APC’s FCF (free cash flow) has mostly been negative in recent quarters, as can be seen in the above graph. APC’s FCF was -$233 million in 3Q15.

However, in 2015, APC saw reduced capex, leading to an improvement in its FCF. In its 3Q15 earnings conference call, APC said that it sees itself attaining positive FCF in 2016.

Anadarko’s capex

Like many upstream companies, Anadarko also scaled back its 2015 capital expenditure. Its fiscal 2015 estimated capex of $5.4–$5.8 billion was 33% less than its 2014 levels.

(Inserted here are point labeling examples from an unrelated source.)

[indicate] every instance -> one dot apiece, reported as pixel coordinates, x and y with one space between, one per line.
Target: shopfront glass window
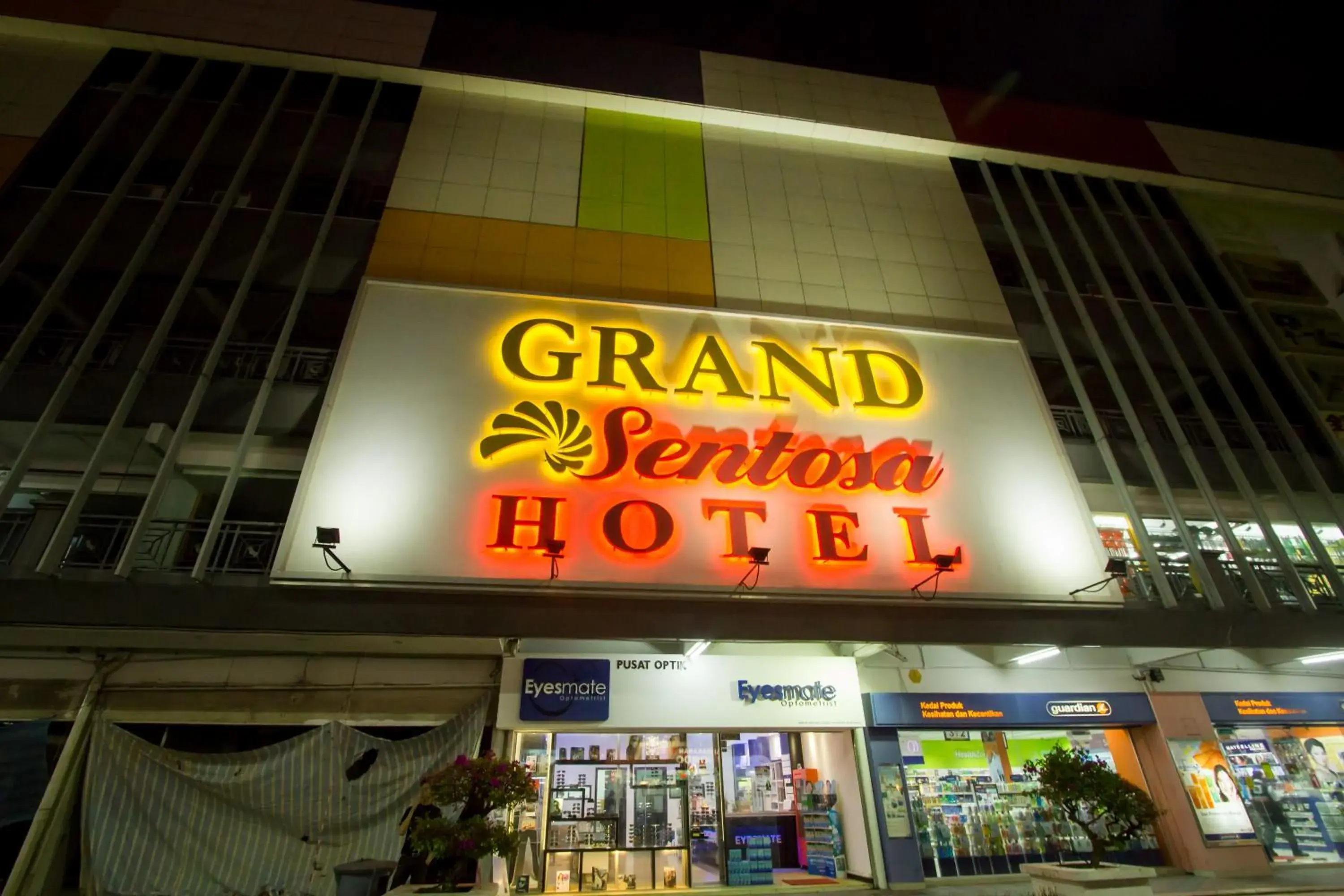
1292 781
620 812
760 818
976 812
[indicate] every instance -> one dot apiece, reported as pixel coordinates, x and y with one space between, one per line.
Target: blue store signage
1008 710
1284 708
566 691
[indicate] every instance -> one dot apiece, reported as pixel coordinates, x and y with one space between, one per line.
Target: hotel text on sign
467 433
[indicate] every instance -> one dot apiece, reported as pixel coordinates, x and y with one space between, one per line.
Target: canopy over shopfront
279 818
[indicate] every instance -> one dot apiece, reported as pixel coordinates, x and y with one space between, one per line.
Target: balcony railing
246 361
172 546
56 349
1073 425
1271 575
14 526
1275 582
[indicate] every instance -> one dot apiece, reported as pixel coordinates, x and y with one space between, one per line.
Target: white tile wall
804 226
1248 160
37 81
491 156
818 95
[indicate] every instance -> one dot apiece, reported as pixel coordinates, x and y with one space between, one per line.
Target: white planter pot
1074 880
490 878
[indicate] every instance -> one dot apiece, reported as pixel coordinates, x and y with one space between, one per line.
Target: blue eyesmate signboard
566 691
1007 710
1283 708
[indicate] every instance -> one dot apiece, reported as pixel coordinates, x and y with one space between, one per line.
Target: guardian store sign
706 692
465 432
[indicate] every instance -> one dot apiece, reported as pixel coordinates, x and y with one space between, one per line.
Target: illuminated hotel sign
467 432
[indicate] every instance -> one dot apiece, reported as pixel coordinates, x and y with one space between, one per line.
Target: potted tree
1108 809
463 847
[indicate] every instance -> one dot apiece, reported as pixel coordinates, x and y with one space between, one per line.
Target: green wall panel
643 175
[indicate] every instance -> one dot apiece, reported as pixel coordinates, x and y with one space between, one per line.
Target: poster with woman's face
1209 781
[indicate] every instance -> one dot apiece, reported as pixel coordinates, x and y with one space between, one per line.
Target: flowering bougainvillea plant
486 789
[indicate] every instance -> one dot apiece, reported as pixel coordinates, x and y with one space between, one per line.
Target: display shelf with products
619 823
1277 770
820 827
971 824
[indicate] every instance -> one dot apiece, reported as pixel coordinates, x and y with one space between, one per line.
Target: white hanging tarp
276 820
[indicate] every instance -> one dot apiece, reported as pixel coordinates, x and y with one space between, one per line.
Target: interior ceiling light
1045 653
1335 656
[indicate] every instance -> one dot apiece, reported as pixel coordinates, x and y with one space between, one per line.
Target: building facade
850 443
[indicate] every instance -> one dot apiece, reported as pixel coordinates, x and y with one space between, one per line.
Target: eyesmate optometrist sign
625 692
464 431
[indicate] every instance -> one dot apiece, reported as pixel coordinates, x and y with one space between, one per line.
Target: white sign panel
467 433
668 692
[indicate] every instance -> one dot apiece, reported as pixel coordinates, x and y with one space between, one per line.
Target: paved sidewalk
1283 880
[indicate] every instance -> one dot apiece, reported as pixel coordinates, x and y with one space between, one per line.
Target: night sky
1258 69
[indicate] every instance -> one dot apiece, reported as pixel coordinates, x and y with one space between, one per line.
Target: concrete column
1183 716
179 503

Companies such as Chesapeake Energy (CHK), Hess (HES), and Marathon Oil (MRO) also reduced their 2015 capex figures by ~46%, 16%, and 46%, respectively. These companies combined make up ~5.3% of the Energy Select Sector SPDR ETF (XLE).

In its 3Q15 earnings conference, APC announced that it has yet to come up with a figure for its 2016 capex guidance, but it said, “Our program will be similar to our mindset in 2015, and that’s investing within our cash inflows.”

APC provided a preliminary guidance of $2.7 billion for its 2016 maintenance capex, compared to its estimated figure of $3–$3.2 billion for its 2015 maintenance capex.